Le pianiste italien Maurizio Pollini est mort à Milan, samedi 23 mars, dans la matinée, à l’âge de 82 ans. C’est le Théâtre de la Scala qui en a fait l’annonce sur son site dont la page d’accueil est entièrement dédiée au musicien considéré comme « une référence fondamentale dans la vie artistique du théâtre depuis plus de cinquante ans ».

Depuis 2022, nombreuses avaient été les annulations de concert pour raisons de santé, souvent à la dernière minute, comme le 21 août de cette année-là, quand Maurizio Pollini avait dû renoncer à un récital, en raison de « problèmes cardiaques aigus », selon les termes employés par Markus Hinterhäuser, le directeur artistique du festival de Salzbourg, où il était programmé, ou quelques mois plus tard, 5 novembre, à Turin, où le soliste avait prévu de se produire par solidarité avec les victimes des inondations qui venaient de dévaster une partie de l’Italie.

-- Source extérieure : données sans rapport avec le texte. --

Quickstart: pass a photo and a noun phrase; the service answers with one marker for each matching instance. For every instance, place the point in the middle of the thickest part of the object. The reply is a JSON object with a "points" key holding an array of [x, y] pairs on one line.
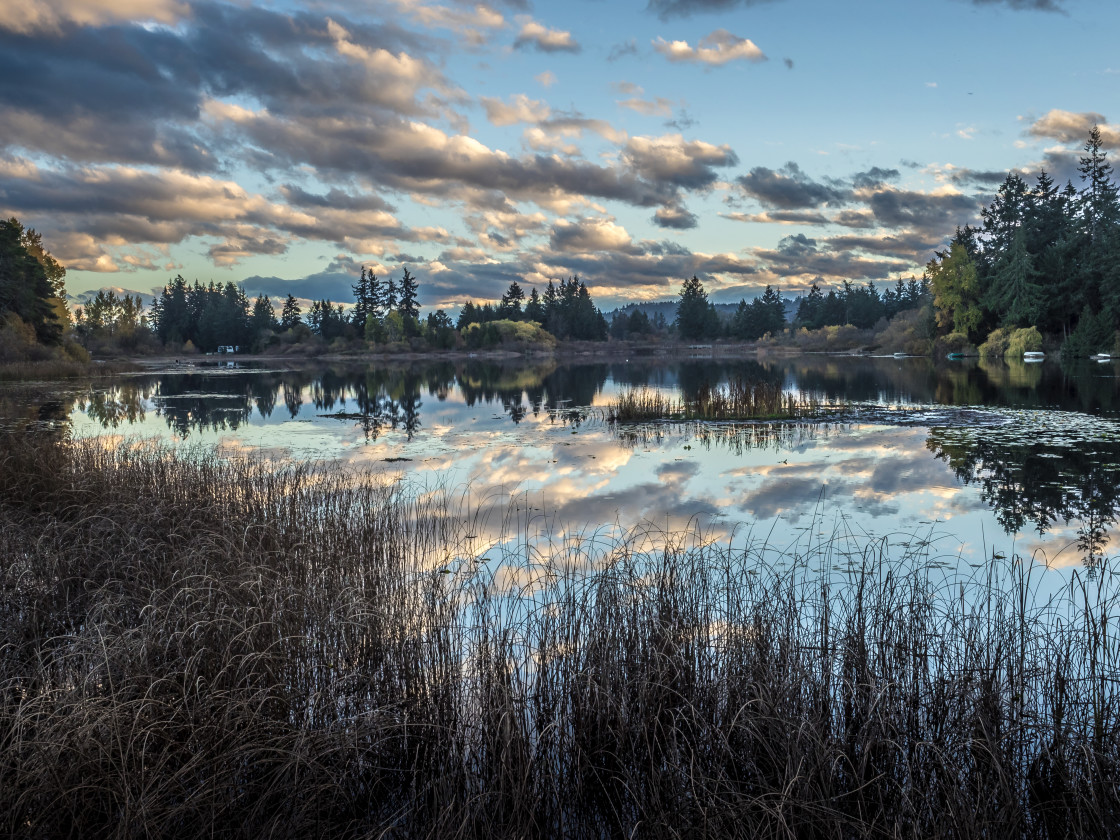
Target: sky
{"points": [[285, 146]]}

Le grand artiste a donc péniblement quitté la scène des concerts sur laquelle il s’était très tôt distingué. Tant par son jeu fait de prospections réfléchies et de fulgurances instinctives que par ses programmes dans lesquels la musique contemporaine, de Pierre Boulez (dont la 2e Sonate le fascinait) à Karlheinz Stockhausen (avec une prédilection pour le Klavierstück X), occupait une place de choix.

Un pianiste humaniste

D’un naturel discret, cet homme d’une grande élégance ne manquait pas de sortir de sa réserve, au clavier – à l’instar de son maître Arturo Benedetti Michelangeli (1920-1995) qui se disait timide sauf quand il s’agissait de musique – comme en société, pour servir sous différentes formes un idéal de démocrate. Au début des années 1970 on l’a vu jouer dans une usine occupée, profiter d’un concert pour dénoncer les bombardements du Nord-Vietnam par les Etats-Unis ou réagir au sort du président chilien Salvador Alliende, victime du coup d’Etat militaire qui porta au pouvoir Augusto Pinochet en septembre 1973.

Engagé, comme son grand ami le chef d’orchestre Claudio Abbado (1933-2014), d’un point de vue plus humaniste que politique, Maurizio Pollini fit encore entendre sa voix en 2011 lors d’une manifestation de grande ampleur ayant pour but la démission de Silvio Berlusconi, alors Président du conseil. Le respect d’une ligne de conduite claire et inaltérable par-delà les années détermine également son parcours d’interprète privilégiant quelques compositeurs phares, parmi lesquels Frédéric Chopin et Ludwig van Beethoven, au détriment d’autres musiciens pourtant « adorés », tels que Jean-Sébastien Bach (abordé sur le tard), Maurice Ravel (de loin en loin) et Domenico Scarlatti (jamais enregistré). Des renoncements jugés très douloureux mais justifiés par la volonté de faire de certains chefs-d’œuvre les compagnons de toute une vie. Par exemple, les trois dernières sonates de Beethoven, gravées pour Deutsche Grammophon en 2020, près d’un demi-siècle après les avoir enregistrées pour la première fois.